Doesn't Work with Pytorch 1.10

stanleyshly commented 2 years ago

With Pytorch 1.9, I get no errors. However, with Pytorch 1.10, I get this error. RuntimeError: one of the variables needed for gradient computation has been modified by an inplace operation: [torch.cuda.FloatTensor [256, 1, 256]], which is output 0 of ReluBackward0, is at version 1; expected version 0 instead. Hint: enable anomaly detection to find the operation that failed to compute its gradient, with torch.autograd.set_detect_anomaly(True).

Even though Pytorch 1.10 isn't supported, I was wondering, did any large behavior change happen between pytorch 1.9 and 1.10? It seems odd that this error won't have been raised with 1.9.

imisra commented 2 years ago

Hi @stanleyshly

I haven't tested the code with any PyTorch older than 1.5. I'm not sure why this is happening.
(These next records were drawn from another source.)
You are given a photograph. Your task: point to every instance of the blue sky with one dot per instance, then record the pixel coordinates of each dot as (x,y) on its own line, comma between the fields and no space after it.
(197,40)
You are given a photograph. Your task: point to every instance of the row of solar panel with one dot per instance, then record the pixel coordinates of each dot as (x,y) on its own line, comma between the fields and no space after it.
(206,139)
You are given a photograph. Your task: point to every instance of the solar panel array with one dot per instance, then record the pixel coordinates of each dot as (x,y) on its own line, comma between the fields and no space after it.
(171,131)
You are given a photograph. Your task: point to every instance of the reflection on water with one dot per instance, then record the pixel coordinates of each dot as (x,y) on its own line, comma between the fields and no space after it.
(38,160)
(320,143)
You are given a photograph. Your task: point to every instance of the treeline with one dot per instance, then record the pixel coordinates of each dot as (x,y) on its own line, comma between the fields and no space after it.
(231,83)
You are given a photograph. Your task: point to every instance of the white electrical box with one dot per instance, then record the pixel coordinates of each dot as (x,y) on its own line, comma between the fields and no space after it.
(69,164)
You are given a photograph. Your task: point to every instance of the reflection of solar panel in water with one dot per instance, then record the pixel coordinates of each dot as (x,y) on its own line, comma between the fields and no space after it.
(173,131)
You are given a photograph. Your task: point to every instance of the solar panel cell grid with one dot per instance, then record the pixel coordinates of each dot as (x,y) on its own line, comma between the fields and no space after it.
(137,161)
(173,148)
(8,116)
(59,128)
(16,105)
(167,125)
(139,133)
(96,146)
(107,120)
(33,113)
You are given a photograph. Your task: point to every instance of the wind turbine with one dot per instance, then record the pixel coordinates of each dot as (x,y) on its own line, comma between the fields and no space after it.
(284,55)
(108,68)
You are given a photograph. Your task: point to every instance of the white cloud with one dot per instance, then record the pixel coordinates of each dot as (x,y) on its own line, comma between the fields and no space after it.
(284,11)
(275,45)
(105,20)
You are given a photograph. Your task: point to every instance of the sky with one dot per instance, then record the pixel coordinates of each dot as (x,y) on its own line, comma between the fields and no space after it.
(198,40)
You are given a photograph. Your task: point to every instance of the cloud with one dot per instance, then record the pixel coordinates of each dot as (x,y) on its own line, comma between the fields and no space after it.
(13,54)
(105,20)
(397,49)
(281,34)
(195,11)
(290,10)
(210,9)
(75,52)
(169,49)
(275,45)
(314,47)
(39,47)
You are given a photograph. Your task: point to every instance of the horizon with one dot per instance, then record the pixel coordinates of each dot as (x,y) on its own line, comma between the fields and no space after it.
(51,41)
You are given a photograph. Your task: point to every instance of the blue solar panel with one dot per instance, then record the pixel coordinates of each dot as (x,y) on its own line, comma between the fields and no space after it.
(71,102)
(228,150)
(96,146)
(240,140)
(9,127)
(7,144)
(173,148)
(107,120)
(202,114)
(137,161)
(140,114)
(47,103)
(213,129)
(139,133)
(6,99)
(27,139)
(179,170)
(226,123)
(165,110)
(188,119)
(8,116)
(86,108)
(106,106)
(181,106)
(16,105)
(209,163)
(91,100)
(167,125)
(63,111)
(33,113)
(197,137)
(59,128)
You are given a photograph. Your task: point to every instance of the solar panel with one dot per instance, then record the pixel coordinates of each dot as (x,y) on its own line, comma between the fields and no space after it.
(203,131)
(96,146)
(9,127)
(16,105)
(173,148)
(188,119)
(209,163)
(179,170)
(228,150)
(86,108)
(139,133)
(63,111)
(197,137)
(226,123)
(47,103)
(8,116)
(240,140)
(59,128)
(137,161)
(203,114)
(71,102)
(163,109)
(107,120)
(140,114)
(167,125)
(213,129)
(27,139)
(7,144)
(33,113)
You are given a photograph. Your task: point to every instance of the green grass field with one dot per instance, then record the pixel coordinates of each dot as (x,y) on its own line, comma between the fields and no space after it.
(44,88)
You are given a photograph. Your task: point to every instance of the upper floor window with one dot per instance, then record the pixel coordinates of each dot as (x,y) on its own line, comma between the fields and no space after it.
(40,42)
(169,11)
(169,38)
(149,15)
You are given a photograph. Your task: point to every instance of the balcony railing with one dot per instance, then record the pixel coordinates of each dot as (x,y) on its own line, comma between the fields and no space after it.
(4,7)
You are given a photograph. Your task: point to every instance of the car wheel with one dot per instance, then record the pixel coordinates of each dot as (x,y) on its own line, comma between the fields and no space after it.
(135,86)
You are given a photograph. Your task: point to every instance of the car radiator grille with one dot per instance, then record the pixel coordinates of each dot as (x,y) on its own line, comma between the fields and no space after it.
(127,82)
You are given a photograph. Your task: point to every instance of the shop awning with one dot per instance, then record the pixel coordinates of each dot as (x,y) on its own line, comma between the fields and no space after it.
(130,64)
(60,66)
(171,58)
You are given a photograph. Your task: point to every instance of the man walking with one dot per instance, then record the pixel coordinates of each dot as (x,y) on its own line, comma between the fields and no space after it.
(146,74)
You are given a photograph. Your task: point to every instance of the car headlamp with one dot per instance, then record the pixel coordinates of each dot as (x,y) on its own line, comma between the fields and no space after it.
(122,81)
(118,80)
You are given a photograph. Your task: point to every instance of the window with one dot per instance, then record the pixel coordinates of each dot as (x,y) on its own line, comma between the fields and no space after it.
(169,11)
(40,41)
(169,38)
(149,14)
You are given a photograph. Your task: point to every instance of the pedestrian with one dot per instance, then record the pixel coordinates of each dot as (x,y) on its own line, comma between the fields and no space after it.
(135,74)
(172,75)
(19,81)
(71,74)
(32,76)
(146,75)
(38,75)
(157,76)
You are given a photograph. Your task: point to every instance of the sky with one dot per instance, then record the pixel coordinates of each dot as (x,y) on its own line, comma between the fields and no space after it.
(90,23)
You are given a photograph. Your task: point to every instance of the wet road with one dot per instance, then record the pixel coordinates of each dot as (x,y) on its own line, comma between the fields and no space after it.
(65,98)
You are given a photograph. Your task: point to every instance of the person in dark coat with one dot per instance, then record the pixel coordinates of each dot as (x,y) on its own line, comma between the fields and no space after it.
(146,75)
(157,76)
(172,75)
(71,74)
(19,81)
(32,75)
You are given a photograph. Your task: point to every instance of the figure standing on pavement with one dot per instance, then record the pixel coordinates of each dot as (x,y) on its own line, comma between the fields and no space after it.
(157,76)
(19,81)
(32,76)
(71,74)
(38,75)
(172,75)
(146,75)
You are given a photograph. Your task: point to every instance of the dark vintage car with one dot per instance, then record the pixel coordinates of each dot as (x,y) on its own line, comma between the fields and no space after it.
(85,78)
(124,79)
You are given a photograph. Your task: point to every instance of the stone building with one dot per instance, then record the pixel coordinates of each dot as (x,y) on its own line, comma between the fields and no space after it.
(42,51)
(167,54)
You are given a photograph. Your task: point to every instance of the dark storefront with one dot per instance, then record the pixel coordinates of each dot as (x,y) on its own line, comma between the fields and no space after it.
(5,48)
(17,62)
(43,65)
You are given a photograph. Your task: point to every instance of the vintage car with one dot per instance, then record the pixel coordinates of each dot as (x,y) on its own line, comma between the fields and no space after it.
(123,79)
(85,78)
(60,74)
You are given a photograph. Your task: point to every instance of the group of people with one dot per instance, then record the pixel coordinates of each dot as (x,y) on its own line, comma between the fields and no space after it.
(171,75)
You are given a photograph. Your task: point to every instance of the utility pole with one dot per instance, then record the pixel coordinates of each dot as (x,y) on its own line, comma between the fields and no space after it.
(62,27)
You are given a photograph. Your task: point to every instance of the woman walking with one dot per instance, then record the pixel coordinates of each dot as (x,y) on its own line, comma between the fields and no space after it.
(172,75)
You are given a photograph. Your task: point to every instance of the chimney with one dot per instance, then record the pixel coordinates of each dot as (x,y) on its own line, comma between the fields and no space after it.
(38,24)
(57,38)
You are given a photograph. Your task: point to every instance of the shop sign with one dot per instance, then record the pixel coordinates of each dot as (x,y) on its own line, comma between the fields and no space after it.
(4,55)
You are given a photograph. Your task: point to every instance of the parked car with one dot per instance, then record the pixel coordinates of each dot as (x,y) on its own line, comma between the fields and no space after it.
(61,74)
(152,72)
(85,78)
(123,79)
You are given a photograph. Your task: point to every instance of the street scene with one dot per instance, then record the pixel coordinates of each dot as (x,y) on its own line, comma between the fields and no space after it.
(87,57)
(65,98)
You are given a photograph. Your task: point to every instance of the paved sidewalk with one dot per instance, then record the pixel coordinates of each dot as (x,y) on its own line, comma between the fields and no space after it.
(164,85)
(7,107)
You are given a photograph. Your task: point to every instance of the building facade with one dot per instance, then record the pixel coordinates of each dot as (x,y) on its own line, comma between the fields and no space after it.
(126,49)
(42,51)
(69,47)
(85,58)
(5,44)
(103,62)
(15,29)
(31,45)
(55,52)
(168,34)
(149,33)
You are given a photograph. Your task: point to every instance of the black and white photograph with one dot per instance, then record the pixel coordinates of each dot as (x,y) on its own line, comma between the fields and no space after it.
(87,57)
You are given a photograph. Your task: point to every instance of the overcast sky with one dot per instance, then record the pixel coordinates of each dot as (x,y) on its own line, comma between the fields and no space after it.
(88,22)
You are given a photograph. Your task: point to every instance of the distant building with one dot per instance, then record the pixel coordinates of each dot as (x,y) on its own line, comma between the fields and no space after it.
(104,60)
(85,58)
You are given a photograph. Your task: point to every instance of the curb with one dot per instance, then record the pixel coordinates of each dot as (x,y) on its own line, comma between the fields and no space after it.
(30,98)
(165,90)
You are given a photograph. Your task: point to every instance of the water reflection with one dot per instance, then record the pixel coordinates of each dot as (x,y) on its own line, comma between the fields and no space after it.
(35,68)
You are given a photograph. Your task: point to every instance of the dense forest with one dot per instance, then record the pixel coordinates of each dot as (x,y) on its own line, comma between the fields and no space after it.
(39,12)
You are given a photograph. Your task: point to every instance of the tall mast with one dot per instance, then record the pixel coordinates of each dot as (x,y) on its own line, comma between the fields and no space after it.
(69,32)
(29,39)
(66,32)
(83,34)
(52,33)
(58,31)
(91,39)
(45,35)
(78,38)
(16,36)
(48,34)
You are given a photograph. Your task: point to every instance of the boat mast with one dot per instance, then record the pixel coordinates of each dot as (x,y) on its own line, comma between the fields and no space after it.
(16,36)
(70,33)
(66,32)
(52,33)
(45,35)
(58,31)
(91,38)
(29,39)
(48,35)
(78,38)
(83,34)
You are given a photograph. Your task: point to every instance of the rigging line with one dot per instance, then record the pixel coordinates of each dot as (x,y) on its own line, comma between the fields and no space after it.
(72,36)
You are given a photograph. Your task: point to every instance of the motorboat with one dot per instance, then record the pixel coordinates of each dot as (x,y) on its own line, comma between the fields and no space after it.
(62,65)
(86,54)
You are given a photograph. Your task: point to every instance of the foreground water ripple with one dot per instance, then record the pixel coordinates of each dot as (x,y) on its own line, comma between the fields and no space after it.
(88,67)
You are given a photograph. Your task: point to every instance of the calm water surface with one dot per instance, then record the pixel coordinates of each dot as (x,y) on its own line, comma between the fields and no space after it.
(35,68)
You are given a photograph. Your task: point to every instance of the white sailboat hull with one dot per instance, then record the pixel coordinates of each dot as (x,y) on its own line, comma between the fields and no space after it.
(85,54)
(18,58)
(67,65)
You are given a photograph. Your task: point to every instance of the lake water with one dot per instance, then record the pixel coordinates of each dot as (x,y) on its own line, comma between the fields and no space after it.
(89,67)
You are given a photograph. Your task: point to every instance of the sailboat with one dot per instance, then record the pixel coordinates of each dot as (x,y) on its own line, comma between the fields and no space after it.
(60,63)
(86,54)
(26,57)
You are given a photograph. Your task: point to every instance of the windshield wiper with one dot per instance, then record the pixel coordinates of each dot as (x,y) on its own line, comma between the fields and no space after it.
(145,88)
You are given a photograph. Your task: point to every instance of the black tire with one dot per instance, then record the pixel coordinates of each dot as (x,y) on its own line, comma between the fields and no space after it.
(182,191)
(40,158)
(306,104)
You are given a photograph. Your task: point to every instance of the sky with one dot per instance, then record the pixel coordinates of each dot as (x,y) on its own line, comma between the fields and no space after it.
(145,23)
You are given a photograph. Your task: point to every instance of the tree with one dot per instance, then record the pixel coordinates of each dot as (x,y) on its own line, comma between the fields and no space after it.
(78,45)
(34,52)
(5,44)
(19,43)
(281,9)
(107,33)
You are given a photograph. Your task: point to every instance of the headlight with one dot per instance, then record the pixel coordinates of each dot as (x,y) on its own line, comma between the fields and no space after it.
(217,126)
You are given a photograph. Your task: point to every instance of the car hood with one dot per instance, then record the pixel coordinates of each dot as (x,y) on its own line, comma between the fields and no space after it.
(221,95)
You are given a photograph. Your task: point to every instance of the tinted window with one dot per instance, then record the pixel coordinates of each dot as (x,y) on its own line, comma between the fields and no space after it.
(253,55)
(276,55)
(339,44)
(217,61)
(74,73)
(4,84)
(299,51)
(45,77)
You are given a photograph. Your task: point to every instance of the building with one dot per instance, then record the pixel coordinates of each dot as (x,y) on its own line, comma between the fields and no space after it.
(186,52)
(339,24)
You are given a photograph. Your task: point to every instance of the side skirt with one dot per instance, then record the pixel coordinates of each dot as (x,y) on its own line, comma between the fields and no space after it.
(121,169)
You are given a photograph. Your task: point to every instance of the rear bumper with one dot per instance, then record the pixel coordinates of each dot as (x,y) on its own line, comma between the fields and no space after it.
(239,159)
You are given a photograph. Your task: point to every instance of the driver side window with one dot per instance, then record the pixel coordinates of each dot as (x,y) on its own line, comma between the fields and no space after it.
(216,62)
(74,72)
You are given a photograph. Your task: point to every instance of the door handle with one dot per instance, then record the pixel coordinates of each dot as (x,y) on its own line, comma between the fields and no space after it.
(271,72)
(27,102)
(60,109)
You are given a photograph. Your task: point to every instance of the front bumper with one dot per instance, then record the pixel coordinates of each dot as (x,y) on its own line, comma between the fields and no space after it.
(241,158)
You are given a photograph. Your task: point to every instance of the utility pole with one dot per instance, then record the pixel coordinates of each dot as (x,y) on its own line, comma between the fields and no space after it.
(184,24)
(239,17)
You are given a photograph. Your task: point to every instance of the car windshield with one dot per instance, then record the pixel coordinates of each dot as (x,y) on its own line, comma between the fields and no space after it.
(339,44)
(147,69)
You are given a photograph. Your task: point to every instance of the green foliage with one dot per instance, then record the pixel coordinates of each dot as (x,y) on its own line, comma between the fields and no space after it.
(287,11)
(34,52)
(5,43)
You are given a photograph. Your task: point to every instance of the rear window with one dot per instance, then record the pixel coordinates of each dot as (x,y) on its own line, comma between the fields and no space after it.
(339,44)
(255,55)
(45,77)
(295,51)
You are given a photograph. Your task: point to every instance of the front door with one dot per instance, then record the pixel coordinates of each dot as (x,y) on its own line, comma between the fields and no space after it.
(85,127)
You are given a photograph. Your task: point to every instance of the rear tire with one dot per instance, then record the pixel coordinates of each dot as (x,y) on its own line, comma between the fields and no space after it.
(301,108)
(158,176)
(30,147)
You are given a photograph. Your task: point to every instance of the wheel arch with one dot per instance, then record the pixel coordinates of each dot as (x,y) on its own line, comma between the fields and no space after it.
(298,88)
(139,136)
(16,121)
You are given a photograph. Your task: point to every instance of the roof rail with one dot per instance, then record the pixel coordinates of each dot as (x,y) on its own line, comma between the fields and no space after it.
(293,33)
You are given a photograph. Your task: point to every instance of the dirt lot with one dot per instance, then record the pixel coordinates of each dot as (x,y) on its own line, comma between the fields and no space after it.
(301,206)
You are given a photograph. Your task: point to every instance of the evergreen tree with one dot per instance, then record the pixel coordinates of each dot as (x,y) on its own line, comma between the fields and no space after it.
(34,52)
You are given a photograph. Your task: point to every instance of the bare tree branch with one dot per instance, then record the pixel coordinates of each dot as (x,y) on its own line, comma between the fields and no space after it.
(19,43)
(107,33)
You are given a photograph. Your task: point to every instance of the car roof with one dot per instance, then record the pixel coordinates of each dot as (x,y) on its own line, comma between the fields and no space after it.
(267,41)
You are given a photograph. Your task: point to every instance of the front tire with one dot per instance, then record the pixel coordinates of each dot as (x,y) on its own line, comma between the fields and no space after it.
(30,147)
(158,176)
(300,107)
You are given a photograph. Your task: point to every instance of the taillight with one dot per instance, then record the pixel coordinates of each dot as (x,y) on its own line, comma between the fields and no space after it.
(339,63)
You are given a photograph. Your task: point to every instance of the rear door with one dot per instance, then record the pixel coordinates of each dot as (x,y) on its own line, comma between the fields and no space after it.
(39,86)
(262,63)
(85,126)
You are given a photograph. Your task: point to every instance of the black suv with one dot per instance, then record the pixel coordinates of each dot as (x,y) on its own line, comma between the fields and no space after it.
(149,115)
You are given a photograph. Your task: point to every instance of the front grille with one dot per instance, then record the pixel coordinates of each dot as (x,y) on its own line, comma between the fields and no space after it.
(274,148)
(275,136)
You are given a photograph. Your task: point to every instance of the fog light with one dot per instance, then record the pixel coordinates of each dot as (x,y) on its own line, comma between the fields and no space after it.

stanleyshly commented 2 years ago

@imisra I located the cause of the error above, it was an inplace error in the dropout layer. I created a pull request that "fixes" the issue when running with PyTorch 1.10. However, it is slower unfortunately by a not insignificant amount(1.5x to 2x time per batch), it appears to be an error with inplace=True, I set to inplace=False, and it works just okay.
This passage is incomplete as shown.